Things have really evolved from being like, "Yeah, I need the National Bureau of Statistics" to tell me what retail sales was every month. I knew that weeks ago, real time.
Today brought another example from Citrini Research, with an analyst making a firsthand trek to the Strait of Hormuz and finding the situation more nuanced than thinking about the key passage for oil being "open" or "closed."
The anonymous analyst behind the report, which made the rounds in investing circles and to CNBC, said that the conflict in Iran could escalate and commerce could continue at the same time... though at a reduced pace.
Countries like China, India, France, Japan, and Greece are negotiating directly with the Iranian government to keep tankers safely moving – for a fee, of course. And some additional ship traffic is happening that isn't being reported in public ship-tracking channels.
Tomorrow morning...
We're offering details on our new hedge-fund-caliber trading strategy for individual investors...
It comes courtesy of a former hedge-fund researcher, private investor, and longtime tech insider who has developed a trading strategy that puts the power of overlooked data to work to generate market outperformance.

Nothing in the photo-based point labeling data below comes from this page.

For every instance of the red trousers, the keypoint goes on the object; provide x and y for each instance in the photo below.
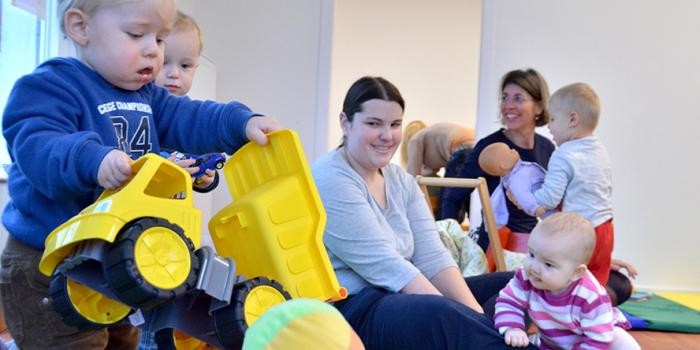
(601, 260)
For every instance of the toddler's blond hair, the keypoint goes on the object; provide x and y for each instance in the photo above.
(579, 98)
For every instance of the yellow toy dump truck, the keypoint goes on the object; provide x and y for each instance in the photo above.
(134, 251)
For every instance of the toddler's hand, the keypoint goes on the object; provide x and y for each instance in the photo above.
(114, 170)
(516, 337)
(257, 127)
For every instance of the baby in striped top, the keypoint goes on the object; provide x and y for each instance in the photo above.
(567, 304)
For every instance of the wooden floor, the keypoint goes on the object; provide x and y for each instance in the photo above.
(652, 340)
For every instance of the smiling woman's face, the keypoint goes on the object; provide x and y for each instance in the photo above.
(374, 133)
(518, 109)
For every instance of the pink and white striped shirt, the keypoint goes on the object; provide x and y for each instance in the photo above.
(581, 317)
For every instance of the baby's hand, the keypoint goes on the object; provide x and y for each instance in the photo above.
(205, 180)
(516, 337)
(114, 170)
(511, 197)
(258, 126)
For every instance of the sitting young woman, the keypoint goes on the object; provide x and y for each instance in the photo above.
(405, 289)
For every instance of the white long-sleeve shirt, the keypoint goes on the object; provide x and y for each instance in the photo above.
(580, 178)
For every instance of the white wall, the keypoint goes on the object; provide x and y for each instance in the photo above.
(643, 60)
(428, 49)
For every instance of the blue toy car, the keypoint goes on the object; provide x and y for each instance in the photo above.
(205, 161)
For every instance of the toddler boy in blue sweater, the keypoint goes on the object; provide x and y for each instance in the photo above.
(73, 126)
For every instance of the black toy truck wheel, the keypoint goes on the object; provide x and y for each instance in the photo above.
(82, 307)
(249, 300)
(150, 262)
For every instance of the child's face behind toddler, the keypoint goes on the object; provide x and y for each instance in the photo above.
(181, 61)
(123, 41)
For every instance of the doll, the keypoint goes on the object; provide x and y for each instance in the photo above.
(519, 177)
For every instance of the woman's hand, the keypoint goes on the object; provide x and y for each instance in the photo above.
(516, 337)
(618, 265)
(451, 284)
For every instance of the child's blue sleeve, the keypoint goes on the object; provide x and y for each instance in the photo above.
(42, 126)
(199, 126)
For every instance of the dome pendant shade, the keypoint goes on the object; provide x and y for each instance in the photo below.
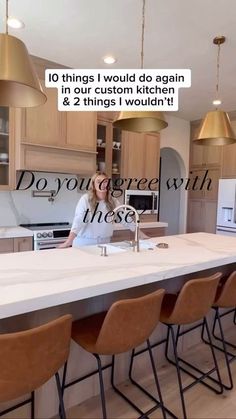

And for the first time, he's showing small investors how they can catch up with the deep-pocketed Wall Street hotshots.
At 10 a.m. Eastern time tomorrow, you'll have the chance to hear about it. This system has flagged 422 winning trades since 2017, using a data set and indicators that few, if any other analysts, are using. It's not satellite information this time, but the data can be just as powerful.
The market, clearly, has undergone massive changes over the past several decades. It faces various technological advances, Wall Street hedge-fund trading algorithms, and, most recently, AI-driven disruption.
Unlike many of the services we offer at Stansberry Research, this approach isn't as simple as buying great companies and holding them for many years. His short-term, data-driven system identifies fast-moving winners and, just as importantly, shows when to exit positions before inevitable reversals arrive.
Be sure to join us for all the details tomorrow morning... In addition to learning more about this system, you'll also get two free stock recommendations – one to buy and one to avoid – just for tuning in.
Sign up here now to register and make sure you don't miss anything. (And a note for Stansberry Alliance members... Know that you already have access to this research, but feel free to tune in to this special event as well.)
New 52-week highs (as of 4/2/26): Altius Minerals (ALS.TO), Ciena (CIEN), FirstCash (FCFS), Lumentum (LITE), New York Times (NYT), USCF SummerHaven Dynamic Commodity Strategy No K-1 Fund (SDCI), and Sempra (SRE).
In today's mailbag, feedback on last Thursday's Digest by Nick Koziol, which discussed SpaceX's upcoming IPO plans... Do you have a comment or question? As always, e-mail us at feedback@stansberryresearch.com.
"I have no intention of buying the SpaceX IPO, BUT, SpaceX is NOT hype!!! It has singlehandedly saved NASA!!!" – Subscriber Dennis M.